Cosa succede alla nostra schiena quando ci mettiamo a letto?
Una cosa che non molti sanno è che al mattino quando ci alziamo siamo più alti di 1-2 centimetri rispetto alla sera quando siamo andati a letto: questo succede perché la colonna vertebrale, oltre che essere fatta da ossa, le vertebre appunto, è costituita anche dai cosiddetti dischi intervertebrali, degli ammortizzatori idraulici frapposti tra le singole vertebre.
E questo cosa provoca?
Prima di tutto che al mattino conviene non solo a pesarci perché siamo più magri, ma anche misurare l'altezza, perché siamo più alti!
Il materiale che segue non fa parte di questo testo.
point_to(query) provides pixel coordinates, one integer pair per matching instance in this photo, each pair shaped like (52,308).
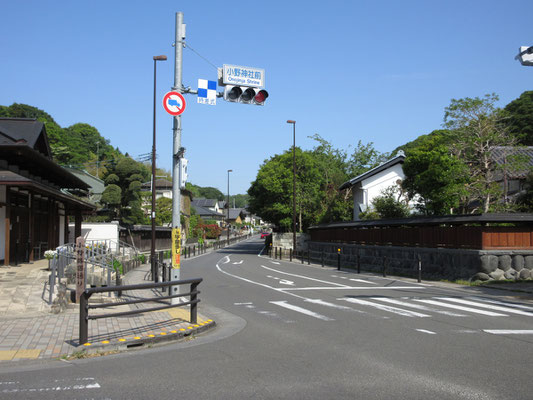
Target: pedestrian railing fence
(85,306)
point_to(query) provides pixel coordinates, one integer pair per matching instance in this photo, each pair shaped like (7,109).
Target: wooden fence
(462,235)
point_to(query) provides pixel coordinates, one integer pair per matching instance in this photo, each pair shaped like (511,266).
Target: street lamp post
(152,250)
(227,220)
(293,183)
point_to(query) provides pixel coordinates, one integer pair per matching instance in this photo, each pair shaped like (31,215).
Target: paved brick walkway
(29,331)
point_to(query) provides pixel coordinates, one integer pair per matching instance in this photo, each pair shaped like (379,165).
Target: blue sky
(375,71)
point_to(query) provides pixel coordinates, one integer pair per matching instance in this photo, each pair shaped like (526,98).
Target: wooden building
(35,202)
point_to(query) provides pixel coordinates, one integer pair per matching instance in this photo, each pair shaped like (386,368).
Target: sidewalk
(29,331)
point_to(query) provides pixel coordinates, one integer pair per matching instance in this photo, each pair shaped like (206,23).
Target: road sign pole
(176,151)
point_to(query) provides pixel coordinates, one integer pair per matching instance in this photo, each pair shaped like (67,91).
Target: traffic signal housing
(245,95)
(526,55)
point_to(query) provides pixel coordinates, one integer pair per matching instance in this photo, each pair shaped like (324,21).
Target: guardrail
(85,306)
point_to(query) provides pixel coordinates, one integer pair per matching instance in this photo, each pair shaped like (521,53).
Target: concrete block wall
(284,240)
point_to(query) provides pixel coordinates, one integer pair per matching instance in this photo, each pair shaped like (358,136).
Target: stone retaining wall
(437,263)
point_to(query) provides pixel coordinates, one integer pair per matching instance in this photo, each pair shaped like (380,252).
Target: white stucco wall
(372,187)
(95,231)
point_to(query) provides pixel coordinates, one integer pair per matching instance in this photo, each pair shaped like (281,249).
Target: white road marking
(501,303)
(469,309)
(363,281)
(304,277)
(286,282)
(301,310)
(358,288)
(395,310)
(333,305)
(484,305)
(55,386)
(426,331)
(417,306)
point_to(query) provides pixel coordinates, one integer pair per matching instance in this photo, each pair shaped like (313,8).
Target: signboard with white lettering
(243,76)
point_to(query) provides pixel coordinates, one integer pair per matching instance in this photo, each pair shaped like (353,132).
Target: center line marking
(426,331)
(301,310)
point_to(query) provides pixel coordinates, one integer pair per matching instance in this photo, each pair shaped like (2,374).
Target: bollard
(419,268)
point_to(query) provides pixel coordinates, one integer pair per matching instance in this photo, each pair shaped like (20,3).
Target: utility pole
(177,151)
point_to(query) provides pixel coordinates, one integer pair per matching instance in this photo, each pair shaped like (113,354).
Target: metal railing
(109,257)
(85,306)
(339,259)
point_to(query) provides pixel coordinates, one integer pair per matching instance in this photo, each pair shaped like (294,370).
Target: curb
(143,341)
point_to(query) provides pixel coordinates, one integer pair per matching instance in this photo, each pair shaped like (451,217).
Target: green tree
(435,177)
(112,198)
(390,204)
(364,158)
(520,118)
(478,126)
(163,207)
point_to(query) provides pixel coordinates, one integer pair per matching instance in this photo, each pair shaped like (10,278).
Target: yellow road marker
(7,354)
(28,353)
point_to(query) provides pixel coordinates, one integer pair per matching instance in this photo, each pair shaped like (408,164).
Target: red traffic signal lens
(235,93)
(261,96)
(248,94)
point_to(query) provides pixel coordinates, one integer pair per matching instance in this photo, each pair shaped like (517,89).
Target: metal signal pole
(177,151)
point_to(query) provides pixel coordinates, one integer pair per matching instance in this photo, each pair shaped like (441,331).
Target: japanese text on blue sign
(244,76)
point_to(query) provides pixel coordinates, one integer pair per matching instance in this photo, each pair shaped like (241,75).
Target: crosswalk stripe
(500,303)
(469,309)
(394,310)
(484,305)
(417,306)
(301,310)
(363,281)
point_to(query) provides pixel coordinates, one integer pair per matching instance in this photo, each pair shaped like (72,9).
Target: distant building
(366,187)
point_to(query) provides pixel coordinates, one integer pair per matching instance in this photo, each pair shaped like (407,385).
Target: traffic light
(245,95)
(526,55)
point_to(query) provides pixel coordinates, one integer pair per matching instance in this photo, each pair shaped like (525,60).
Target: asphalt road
(292,331)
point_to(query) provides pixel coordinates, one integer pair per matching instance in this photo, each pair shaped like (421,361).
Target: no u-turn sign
(174,103)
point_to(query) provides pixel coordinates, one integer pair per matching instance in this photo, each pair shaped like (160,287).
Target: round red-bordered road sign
(174,103)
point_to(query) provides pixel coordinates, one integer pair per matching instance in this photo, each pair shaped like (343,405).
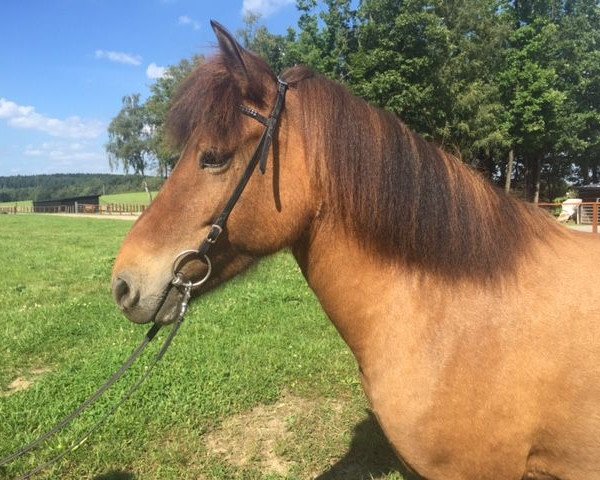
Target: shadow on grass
(116,475)
(370,456)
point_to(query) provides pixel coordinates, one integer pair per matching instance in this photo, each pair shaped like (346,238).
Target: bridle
(260,157)
(178,281)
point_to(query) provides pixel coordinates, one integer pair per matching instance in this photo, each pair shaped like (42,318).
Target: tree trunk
(147,189)
(532,178)
(509,169)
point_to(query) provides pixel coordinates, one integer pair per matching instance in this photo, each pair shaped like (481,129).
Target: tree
(129,139)
(403,46)
(533,98)
(273,48)
(155,112)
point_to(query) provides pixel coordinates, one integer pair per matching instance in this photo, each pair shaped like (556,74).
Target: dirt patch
(256,437)
(24,382)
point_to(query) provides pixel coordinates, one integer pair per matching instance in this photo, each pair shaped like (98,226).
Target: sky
(66,64)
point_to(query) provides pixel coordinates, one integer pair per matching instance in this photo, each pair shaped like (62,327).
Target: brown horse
(474,317)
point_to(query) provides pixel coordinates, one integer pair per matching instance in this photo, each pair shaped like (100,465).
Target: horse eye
(212,159)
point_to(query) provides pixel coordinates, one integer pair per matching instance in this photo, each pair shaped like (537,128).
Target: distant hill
(50,187)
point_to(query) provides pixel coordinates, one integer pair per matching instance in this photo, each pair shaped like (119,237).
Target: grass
(22,203)
(244,347)
(137,198)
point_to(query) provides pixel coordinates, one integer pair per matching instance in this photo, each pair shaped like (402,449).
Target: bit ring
(178,278)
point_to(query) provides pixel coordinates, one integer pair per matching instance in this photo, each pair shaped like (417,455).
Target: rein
(178,281)
(260,157)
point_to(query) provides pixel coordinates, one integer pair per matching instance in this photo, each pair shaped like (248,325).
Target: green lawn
(140,198)
(257,385)
(22,203)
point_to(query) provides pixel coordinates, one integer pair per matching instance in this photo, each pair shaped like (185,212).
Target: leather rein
(260,157)
(178,281)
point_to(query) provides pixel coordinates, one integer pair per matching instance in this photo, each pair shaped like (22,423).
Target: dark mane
(209,97)
(405,197)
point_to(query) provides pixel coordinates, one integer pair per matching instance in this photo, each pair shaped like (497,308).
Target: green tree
(155,112)
(403,47)
(533,98)
(273,48)
(129,139)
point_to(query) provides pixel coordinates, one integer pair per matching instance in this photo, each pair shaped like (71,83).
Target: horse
(446,289)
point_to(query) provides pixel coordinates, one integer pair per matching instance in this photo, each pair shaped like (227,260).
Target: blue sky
(66,64)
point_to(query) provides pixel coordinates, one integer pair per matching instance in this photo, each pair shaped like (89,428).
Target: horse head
(214,120)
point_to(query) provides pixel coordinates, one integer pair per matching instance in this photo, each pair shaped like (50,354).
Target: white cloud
(65,153)
(26,117)
(154,72)
(120,57)
(264,8)
(188,21)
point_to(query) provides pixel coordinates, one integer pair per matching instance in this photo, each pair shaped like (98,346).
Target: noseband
(261,154)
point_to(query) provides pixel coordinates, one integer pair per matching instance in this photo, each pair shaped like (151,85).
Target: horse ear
(231,49)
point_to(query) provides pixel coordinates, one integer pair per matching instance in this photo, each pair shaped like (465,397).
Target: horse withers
(443,287)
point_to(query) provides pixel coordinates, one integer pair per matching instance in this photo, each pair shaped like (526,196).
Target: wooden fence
(109,209)
(587,213)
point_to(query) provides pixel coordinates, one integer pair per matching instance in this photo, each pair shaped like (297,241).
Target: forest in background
(512,87)
(57,186)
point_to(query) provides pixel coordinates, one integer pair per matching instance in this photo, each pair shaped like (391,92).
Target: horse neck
(358,291)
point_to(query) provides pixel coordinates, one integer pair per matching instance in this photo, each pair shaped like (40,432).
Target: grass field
(257,385)
(138,198)
(22,203)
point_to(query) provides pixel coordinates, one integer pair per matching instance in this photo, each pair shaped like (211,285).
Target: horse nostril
(125,294)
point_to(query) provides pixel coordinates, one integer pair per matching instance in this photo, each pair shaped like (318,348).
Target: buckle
(214,233)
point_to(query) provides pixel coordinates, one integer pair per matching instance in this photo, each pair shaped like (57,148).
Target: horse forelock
(403,196)
(209,99)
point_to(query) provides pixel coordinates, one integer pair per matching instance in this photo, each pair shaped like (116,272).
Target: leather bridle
(178,281)
(260,157)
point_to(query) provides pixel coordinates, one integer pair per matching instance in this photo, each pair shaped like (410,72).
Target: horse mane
(403,196)
(209,98)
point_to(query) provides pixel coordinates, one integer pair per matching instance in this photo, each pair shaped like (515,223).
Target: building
(84,204)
A parte gli scherzi, al mattino come abbiamo detto le strutture entrano in qualche modo in tensione: ecco quindi spiegato perché siamo in generale più rigidi con la schiena, ecco perché se restiamo a letto di più ci viene mal di schiena, ed ecco spiegato anche perché al mattino la nostra schiena è più delicata.
Allora, se ci viene mal di schiena, che cosa dobbiamo fare? Dobbiamo tornare a letto appena alzati? No, perché la ricerca ha dimostrato con certezza che mettersi a letto non è utile per il mal di schiena, e ne rallenta la guarigione. Di certo, in alcuni momenti può servire per calmare il dolore, ma esattamente come gli antinfiammatori, che tolgono il dolore ma hanno degli effetti collaterali perché fanno venire mal di stomaco, mettersi a letto a volte dà un beneficio a breve termine perché calma i fastidi, ma sempre dà un problema a lungo termine, perché rallenta la guarigione. Ma se non ce la faccio proprio, se ho un forte dolore, esiste una posizione migliore di altre?
In realtà no, perché qualunque posizione a letto di norma dà sollievo per qualche minuto, ma poi non la si riesce più a sopportare. Questo perché la schiena vive bene in movimento, mentre stando ferma soffre in ogni caso. Quindi la prima cosa da fare anche in caso di mal di schiena acuto è variare spesso la posizione a letto.
E se non ho mal di schiena, ma semplicemente voglio prevenirlo, in che posizione mi devo mettere a letto? Pensare di cambiare la posizione naturale del sonno di ciascuno di noi è veramente assurdo. Prima di tutto perché nel sonno ci muoviamo spontaneamente e cambiamo spesso posizione, secondo perché non esiste proprio una posizione a letto migliore di altre. Tutte hanno i loro pregi e difetti: il problema principale è che gli "attrezzi" per dormire siano corretti per la posizione preferenziale che si adotta. Veniamo allora proprio a questo punto: il cuscino deve essere usato? Il materasso deve essere rigido? E l'asse sotto al letto, come usava una volta?
Ognuna di queste risposte si basa su un po' di buon senso e sulla posizione preferenziale nel sonno di ciascuno di noi. Il concetto fondamentale è che la colonna deve restare possibilmente abbastanza allineata: quindi il corpo non deve essere respinto da un materasso troppo rigido, né deve sprofondare in un letto con la rete sfondata.
Quale consiglio per non avere mal di schiena durante la notte? Controllare bene quello che si fa durante il giorno: le posture corrette, i movimenti corretti, e come sempre fare attività fisica con regolarità sotto una buona guida esperta. E se il dolore c'è già, rivolgersi ad un esperto di mal di schiena.